Low Turnout Called ‘Slap in the Face’ to Premier : French Back New Caledonia Peace Plan
PARIS — French voters Sunday approved a 10-year peace plan for the South Pacific territory of New Caledonia, where white settlers and Melanesian separatists have been involved in a bloody ethnic conflict since 1984. Opposition political leaders charged that the record-low turnout for the referendum, which grants limited autonomy to the archipelago until a vote for independence scheduled for 1998, was a “slap in the face” to the Socialist government of Premier Michel Rocard.
Nearly 80% of those voting supported the peace agreement that Rocard personally brokered in June between leaders of rival Melanesians, known locally as Kanaks, and the mostly white settlers, called Caldoches. However, a record 62% of eligible French voters failed to go to the polls.
The Gaullist Rally for the Republic party had called for voters to abstain from voting in the referendum, the seventh national vote in France in the last six months. “The referendum was a fiasco,” the party’s president, Alain Jupe, said Sunday night, “and the results were a slap in the face to the government.”

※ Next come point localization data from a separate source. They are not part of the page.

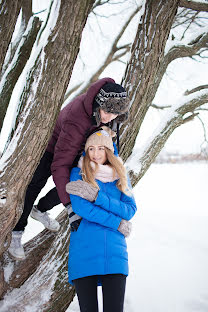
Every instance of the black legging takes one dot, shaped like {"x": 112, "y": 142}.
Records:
{"x": 113, "y": 289}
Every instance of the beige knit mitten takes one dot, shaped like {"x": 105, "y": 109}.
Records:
{"x": 125, "y": 227}
{"x": 82, "y": 189}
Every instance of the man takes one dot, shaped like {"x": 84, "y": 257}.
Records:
{"x": 103, "y": 102}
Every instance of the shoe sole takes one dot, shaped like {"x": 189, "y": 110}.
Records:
{"x": 44, "y": 225}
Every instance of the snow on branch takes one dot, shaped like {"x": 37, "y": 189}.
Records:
{"x": 141, "y": 158}
{"x": 178, "y": 48}
{"x": 193, "y": 5}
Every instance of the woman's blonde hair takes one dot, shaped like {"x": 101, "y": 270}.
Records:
{"x": 88, "y": 173}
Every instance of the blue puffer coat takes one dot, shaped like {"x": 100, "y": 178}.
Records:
{"x": 98, "y": 248}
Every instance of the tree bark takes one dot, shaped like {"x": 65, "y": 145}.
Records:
{"x": 146, "y": 55}
{"x": 22, "y": 55}
{"x": 9, "y": 13}
{"x": 175, "y": 118}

Rocard admitted that the turnout was “weak.” But he said the favorable vote heralds “10 years of peace and 10 years of the chance for development in New Caledonia.”

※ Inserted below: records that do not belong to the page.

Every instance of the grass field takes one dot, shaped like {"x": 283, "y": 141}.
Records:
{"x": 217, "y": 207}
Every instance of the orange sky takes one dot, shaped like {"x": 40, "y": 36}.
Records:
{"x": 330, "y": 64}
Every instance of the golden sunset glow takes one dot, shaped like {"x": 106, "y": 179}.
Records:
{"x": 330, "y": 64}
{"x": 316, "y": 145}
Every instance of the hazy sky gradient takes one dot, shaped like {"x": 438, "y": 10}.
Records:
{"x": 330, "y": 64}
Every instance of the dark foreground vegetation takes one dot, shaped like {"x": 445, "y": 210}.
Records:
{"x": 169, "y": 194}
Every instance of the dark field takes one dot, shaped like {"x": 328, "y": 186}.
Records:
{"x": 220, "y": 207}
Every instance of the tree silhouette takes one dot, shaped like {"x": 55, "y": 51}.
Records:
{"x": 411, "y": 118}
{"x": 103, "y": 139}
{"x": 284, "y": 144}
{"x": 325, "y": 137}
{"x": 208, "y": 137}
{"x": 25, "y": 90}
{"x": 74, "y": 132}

Both Rocard and President Francois Mitterrand had made personal appeals for voters to support the agreement as a symbol of fraternity and justice on the islands, where the population of 145,000 is divided among the native Melanesians, the fiercely pro-French Caldoches and an Asian population that generally sides with the pro-French elements.
TV Ads Unsuccessful
A series of television advertisements, including one that featured a poster of Marilyn Monroe, attempted unsuccessfully to steer the French to the polls. France has controlled the island chain, 1,000 miles east of Australia, since 1853. But since 1984, violent clashes between the two main groups on the islands, the Melanesians and the Caldoches, have become increasingly frequent, resulting in more than 40 deaths.
The archipelago is currently under direct control of France, which gives it an annual subsidy of more than $350 million and pays the wages of 5,000 civil servants and 7,000 soldiers and police on the island.

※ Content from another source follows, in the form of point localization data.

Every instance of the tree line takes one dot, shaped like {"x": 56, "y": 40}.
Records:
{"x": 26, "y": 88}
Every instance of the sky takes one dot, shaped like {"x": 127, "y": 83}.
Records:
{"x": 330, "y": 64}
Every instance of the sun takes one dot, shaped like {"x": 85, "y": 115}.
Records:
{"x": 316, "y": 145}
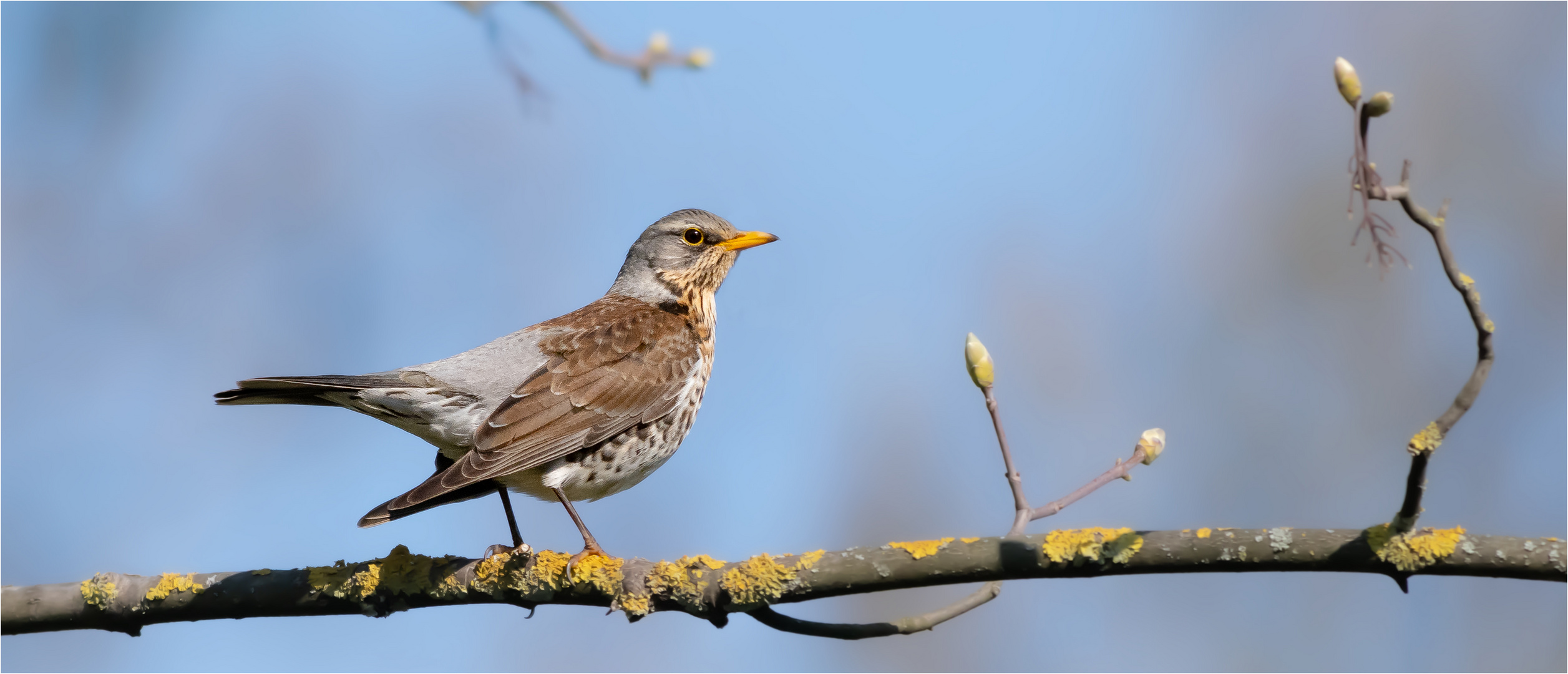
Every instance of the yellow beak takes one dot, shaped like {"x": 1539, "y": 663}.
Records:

Under terms of the referendum, the territory would be divided into three provinces with provincial governments by next summer.
While the vote in favor of the government-sponsored referendum was lopsided in mainland France, it was much closer in New Caledonia. There, 57% of the voters favored the agreement and 42% opposed it.
Significantly, the vote against the referendum was highest (63%) in the largest city of Noumea, dominated by the white settlers.
The high negative vote in Noumea was a personal setback for Jacques Lafleur, 56, the Noumea mayor and Caldoche leader who signed the agreement with Melanesian leader Jean-Marie Tjibaou, 52, a former priest.